Despite those concerns, there were three main reasons that I decided to open my Orlando, Fla.-based personal injury law practice:
  1. I wanted my own practice, but didn’t want to (ever) ask clients for money;
  2. I felt more connected to the underdog than the big businesses that I represented earlier in my career; and
  3. I was passionately opposed to laws restricting the rights of injured victims.
To deal with the risk (which I didn’t like), I started by co-counseling cases with more established law firms, and handling part of the work myself.  If you have any way of getting your own cases, then other personal injury law firms will serve as co-counsel for more serious injury cases. So a smart combination of co-counsel and referral relationships can get you “in the game” without as much risk.

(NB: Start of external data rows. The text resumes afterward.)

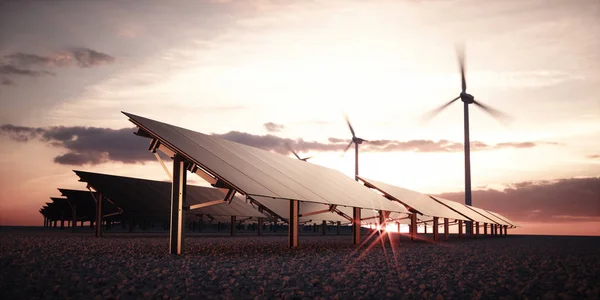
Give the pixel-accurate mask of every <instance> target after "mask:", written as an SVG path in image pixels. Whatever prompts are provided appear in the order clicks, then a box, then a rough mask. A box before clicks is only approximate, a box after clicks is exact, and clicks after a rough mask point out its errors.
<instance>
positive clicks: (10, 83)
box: [1, 78, 15, 85]
mask: <svg viewBox="0 0 600 300" xmlns="http://www.w3.org/2000/svg"><path fill="white" fill-rule="evenodd" d="M1 84H2V85H15V82H14V81H12V80H10V79H9V78H2V83H1Z"/></svg>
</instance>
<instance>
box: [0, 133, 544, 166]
mask: <svg viewBox="0 0 600 300" xmlns="http://www.w3.org/2000/svg"><path fill="white" fill-rule="evenodd" d="M266 124H269V123H266ZM266 124H265V125H266ZM275 125H277V124H275ZM265 127H266V126H265ZM275 128H279V127H278V126H275ZM134 130H135V129H134V128H122V129H110V128H97V127H81V126H75V127H64V126H56V127H43V128H42V127H37V128H32V127H24V126H15V125H11V124H5V125H2V126H0V135H6V136H8V137H10V138H11V139H12V140H14V141H17V142H28V141H30V140H39V141H41V142H43V143H46V144H48V145H51V146H54V147H58V148H63V149H65V150H67V152H66V153H63V154H61V155H59V156H57V157H56V158H55V159H54V162H56V163H58V164H68V165H85V164H92V165H94V164H100V163H104V162H109V161H114V162H123V163H143V162H145V161H148V160H152V159H153V157H152V156H149V155H148V154H147V153H145V151H143V149H144V148H145V147H147V146H148V145H147V141H146V140H144V139H140V138H136V137H135V136H133V134H132V132H133V131H134ZM213 136H217V137H221V138H224V139H227V140H230V141H233V142H237V143H241V144H245V145H248V146H252V147H256V148H260V149H263V150H267V151H273V152H276V153H279V154H283V155H289V154H291V152H290V150H289V148H287V146H286V143H287V144H289V145H290V146H291V147H292V149H294V150H295V151H297V152H312V151H314V152H334V151H343V150H344V149H345V148H346V147H347V145H348V143H349V142H350V140H347V139H339V138H329V139H328V142H327V143H321V142H317V141H306V140H303V139H290V138H282V137H278V136H276V135H272V134H267V135H256V134H251V133H246V132H240V131H230V132H228V133H224V134H213ZM535 146H537V144H536V143H533V142H524V143H499V144H496V145H487V144H485V143H483V142H473V143H472V147H471V148H472V150H473V151H482V150H494V149H504V148H516V149H521V148H531V147H535ZM361 151H363V152H404V151H412V152H421V153H431V152H461V151H463V145H462V143H456V142H452V141H448V140H440V141H431V140H410V141H394V140H374V141H369V142H368V143H364V144H362V145H361Z"/></svg>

If you think personal injury law might be a good fit for you, the two best paths to getting there are:
  1. Start your career with an insurance defense firm, where you can learn how the other side operates, but plan to make a move within a few years; or
  2. At least poke around the job databases outside your law school (for example, the Florida Bar Journal publishes a job list twice per month), and possibly send some resumes to any hiring local personal injury law firms.

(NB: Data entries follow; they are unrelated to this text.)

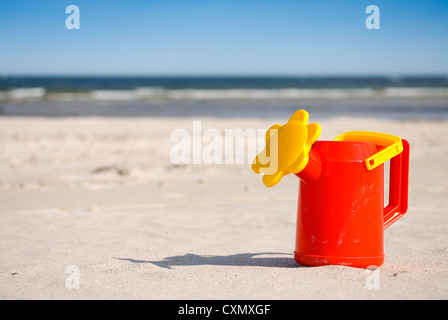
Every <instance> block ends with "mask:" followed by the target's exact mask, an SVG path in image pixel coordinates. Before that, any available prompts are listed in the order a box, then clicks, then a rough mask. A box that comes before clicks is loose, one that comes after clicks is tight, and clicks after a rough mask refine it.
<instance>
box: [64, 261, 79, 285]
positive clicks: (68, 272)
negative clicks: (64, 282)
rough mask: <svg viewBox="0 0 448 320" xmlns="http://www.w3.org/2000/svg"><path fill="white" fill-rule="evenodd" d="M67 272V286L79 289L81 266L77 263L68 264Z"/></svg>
mask: <svg viewBox="0 0 448 320" xmlns="http://www.w3.org/2000/svg"><path fill="white" fill-rule="evenodd" d="M65 273H66V274H68V276H67V278H66V279H65V287H66V288H67V289H69V290H71V289H76V290H77V289H79V278H80V272H79V267H78V266H76V265H70V266H67V268H66V269H65Z"/></svg>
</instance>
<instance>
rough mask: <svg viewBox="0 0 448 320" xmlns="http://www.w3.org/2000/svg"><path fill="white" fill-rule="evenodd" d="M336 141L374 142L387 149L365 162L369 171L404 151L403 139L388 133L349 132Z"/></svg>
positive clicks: (378, 153)
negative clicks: (401, 138) (402, 140)
mask: <svg viewBox="0 0 448 320" xmlns="http://www.w3.org/2000/svg"><path fill="white" fill-rule="evenodd" d="M333 140H334V141H359V142H372V143H373V144H375V145H379V146H382V147H385V148H384V149H382V150H381V151H379V152H377V153H375V154H374V155H373V156H371V157H369V158H367V159H366V160H365V162H366V167H367V170H372V169H375V168H376V167H378V166H379V165H381V164H383V163H384V162H386V161H388V160H390V159H392V158H393V157H395V156H396V155H398V154H400V153H401V152H402V151H403V144H402V142H401V138H400V137H397V136H393V135H391V134H387V133H379V132H370V131H349V132H345V133H343V134H341V135H339V136H337V137H336V138H334V139H333Z"/></svg>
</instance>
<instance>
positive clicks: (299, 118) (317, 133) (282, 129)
mask: <svg viewBox="0 0 448 320" xmlns="http://www.w3.org/2000/svg"><path fill="white" fill-rule="evenodd" d="M308 120H309V114H308V112H306V111H305V110H298V111H296V112H294V114H293V115H292V116H291V118H290V119H289V121H288V122H287V123H286V124H284V125H283V126H282V125H279V124H275V125H273V126H272V127H270V128H269V130H268V131H267V132H266V136H265V141H266V147H265V148H264V150H263V151H262V152H260V153H259V154H258V155H257V156H256V157H255V159H254V161H253V163H252V170H253V171H254V172H255V173H263V174H264V176H263V183H264V184H265V186H267V187H272V186H275V185H276V184H277V183H278V182H279V181H280V180H281V179H282V178H283V177H284V176H285V175H287V174H289V173H293V174H297V173H299V172H300V171H302V170H303V169H304V168H305V167H306V165H307V164H308V160H309V156H308V153H309V151H310V149H311V146H312V145H313V143H314V142H316V140H317V139H318V138H319V136H320V133H321V131H322V129H321V127H320V125H319V124H317V123H310V124H308Z"/></svg>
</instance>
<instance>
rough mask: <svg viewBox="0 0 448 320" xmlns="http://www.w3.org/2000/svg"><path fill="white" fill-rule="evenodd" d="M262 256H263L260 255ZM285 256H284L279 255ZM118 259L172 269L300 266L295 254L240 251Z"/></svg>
mask: <svg viewBox="0 0 448 320" xmlns="http://www.w3.org/2000/svg"><path fill="white" fill-rule="evenodd" d="M259 256H261V257H259ZM279 256H283V257H279ZM113 258H114V259H117V260H123V261H129V262H132V263H152V264H153V265H156V266H158V267H160V268H165V269H171V267H177V266H202V265H212V266H252V267H272V268H298V267H301V266H300V265H298V264H297V263H296V262H295V261H294V259H293V254H288V253H273V252H261V253H239V254H231V255H227V256H212V255H197V254H191V253H187V254H185V255H182V256H172V257H167V258H164V259H163V260H160V261H151V260H136V259H131V258H117V257H113Z"/></svg>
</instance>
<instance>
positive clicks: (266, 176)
mask: <svg viewBox="0 0 448 320" xmlns="http://www.w3.org/2000/svg"><path fill="white" fill-rule="evenodd" d="M308 118H309V115H308V113H307V112H306V111H305V110H299V111H297V112H295V113H294V114H293V115H292V116H291V118H290V119H289V121H288V123H286V124H285V125H283V126H281V125H274V126H272V127H271V128H270V129H269V130H268V131H267V133H266V139H265V140H266V148H265V149H264V150H263V151H262V152H261V153H260V154H259V155H257V157H256V158H255V160H254V162H253V164H252V169H253V171H255V172H256V173H264V176H263V183H264V184H265V185H266V186H267V187H272V186H274V185H275V184H277V183H278V182H279V181H280V180H281V179H282V177H283V176H285V175H286V174H289V173H293V174H295V175H296V176H297V177H299V178H300V180H301V183H300V188H299V200H298V212H297V233H296V248H295V251H294V259H295V260H296V262H297V263H299V264H301V265H306V266H322V265H346V266H352V267H358V268H367V267H369V266H377V267H379V266H381V265H382V264H383V262H384V245H383V243H384V241H383V233H384V230H385V229H386V228H388V227H389V226H390V225H391V224H392V223H394V222H395V221H397V220H398V219H399V218H401V217H402V216H403V215H404V214H405V213H406V211H407V202H408V176H409V143H408V142H407V141H406V140H404V139H401V138H399V137H397V136H393V135H389V134H384V133H377V132H367V131H350V132H346V133H344V134H342V135H340V136H338V137H336V138H335V139H334V140H333V141H317V139H318V137H319V135H320V132H321V128H320V126H319V125H318V124H317V123H310V124H308ZM388 160H390V184H389V204H388V205H387V206H386V207H384V168H383V163H384V162H386V161H388Z"/></svg>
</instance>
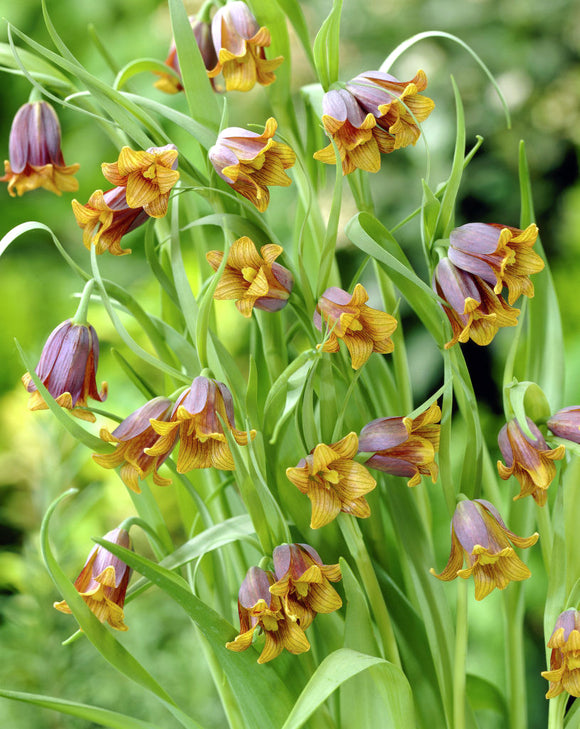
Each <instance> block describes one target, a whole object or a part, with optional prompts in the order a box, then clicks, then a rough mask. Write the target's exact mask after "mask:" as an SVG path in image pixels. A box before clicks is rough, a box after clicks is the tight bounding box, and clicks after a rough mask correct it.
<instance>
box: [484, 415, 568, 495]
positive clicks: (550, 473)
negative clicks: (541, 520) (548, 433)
mask: <svg viewBox="0 0 580 729" xmlns="http://www.w3.org/2000/svg"><path fill="white" fill-rule="evenodd" d="M527 423H528V428H529V429H530V431H531V433H532V435H533V437H532V438H530V436H529V435H527V434H526V433H524V431H523V430H522V428H521V427H520V425H519V423H518V421H517V420H515V419H514V420H510V421H509V423H506V425H504V426H503V428H502V429H501V430H500V433H499V436H498V439H497V440H498V443H499V448H500V450H501V454H502V456H503V457H504V460H505V465H504V464H503V463H502V462H501V461H498V462H497V470H498V472H499V475H500V477H501V478H503V479H504V481H505V480H507V479H508V478H509V477H510V476H515V477H516V478H517V480H518V481H519V482H520V488H521V490H520V493H519V494H518V495H517V496H514V501H515V500H516V499H521V498H522V497H523V496H529V495H530V494H531V495H532V497H533V499H534V501H535V502H536V503H537V504H538V505H539V506H544V504H545V503H546V499H547V498H548V493H547V490H548V486H549V485H550V484H551V483H552V481H553V480H554V476H555V475H556V466H555V464H554V461H559V460H561V459H562V458H564V454H565V451H566V447H565V446H563V445H559V446H558V447H557V448H554V449H553V450H551V449H550V448H548V444H547V443H546V441H545V440H544V436H543V435H542V433H541V432H540V430H539V428H538V426H537V425H536V424H535V423H534V422H533V421H532V420H530V418H527Z"/></svg>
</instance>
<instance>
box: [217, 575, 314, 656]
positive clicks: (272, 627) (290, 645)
mask: <svg viewBox="0 0 580 729" xmlns="http://www.w3.org/2000/svg"><path fill="white" fill-rule="evenodd" d="M275 581H276V578H275V576H274V575H273V573H272V572H265V571H264V570H263V569H260V568H259V567H250V569H249V570H248V573H247V574H246V577H245V579H244V581H243V582H242V585H241V587H240V592H239V596H238V613H239V616H240V632H239V634H238V635H237V636H236V638H235V639H234V640H233V641H230V642H229V643H226V648H228V649H229V650H231V651H236V652H240V651H245V650H246V649H247V648H249V647H250V645H251V644H252V640H253V638H254V633H255V632H256V630H259V629H261V630H262V632H263V633H264V636H265V638H266V642H265V644H264V648H263V650H262V653H261V654H260V657H259V658H258V663H267V662H268V661H271V660H272V659H273V658H276V656H278V655H280V653H281V652H282V651H283V650H284V648H286V650H287V651H289V652H290V653H294V654H299V653H305V652H306V651H307V650H310V643H309V642H308V638H307V637H306V635H305V634H304V629H303V628H302V626H301V625H299V623H298V621H297V620H295V619H292V618H291V617H290V616H289V615H287V614H286V612H285V610H284V605H283V603H282V600H281V599H280V598H279V597H278V596H277V595H273V594H272V593H271V592H270V586H271V585H273V584H274V582H275Z"/></svg>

If you ever decide to open your own practice, one popular approach to combating the risk is to handle two practice areas, with both hourly and contingent fee agreements.  For example, many lawyers handle criminal and personal injury, or family law and personal injury.
Incidentally, I don’t recommend that approach, for any area of the law.  My opinion is that you should stick to one practice area.  The law is far too complicated for anyone to truly excel without disciplined focus.
But the practical reason many lawyers handle cases from a variety of practice areas is money.  They need the hourly fees to fund the unpaid (until the end) personal injury cases.
You’ll have to make your own decision regarding that trade-off.
I would be remiss if I discussed personal injury without mentioning the fierce competition.  In this practice area, you absolutely must have thick skin, and be aggressive.  Personal injury lawyers are unquestionably cut-throat.  So you will need to fight hard to get clients, and sometimes to keep them.  (I’m thinking back to one of my potential clients, shortly after I had opened my practice, who was seriously injured during a motorcycle accident.  Another Orlando auto accident lawyer called this man before, during, and immediately after my consultation with him, and even scheduled a doctor’s appointment for him!  At the same time, I have had countless people who already had lawyers call me due to their disappointment with their current counsel.)
Back to my original point, I don’t think you should allow the few law firms who choose to interview at your law school to define the type of lawyer you ultimately become.  Instead, start thinking about yourself sitting in front of a potential client.  Whose story do you want to hear?  Who do you want to help?  Let those answers guide all of your career decisions as a lawyer. Whatever you decide, be determined, have faith, and good things will happen.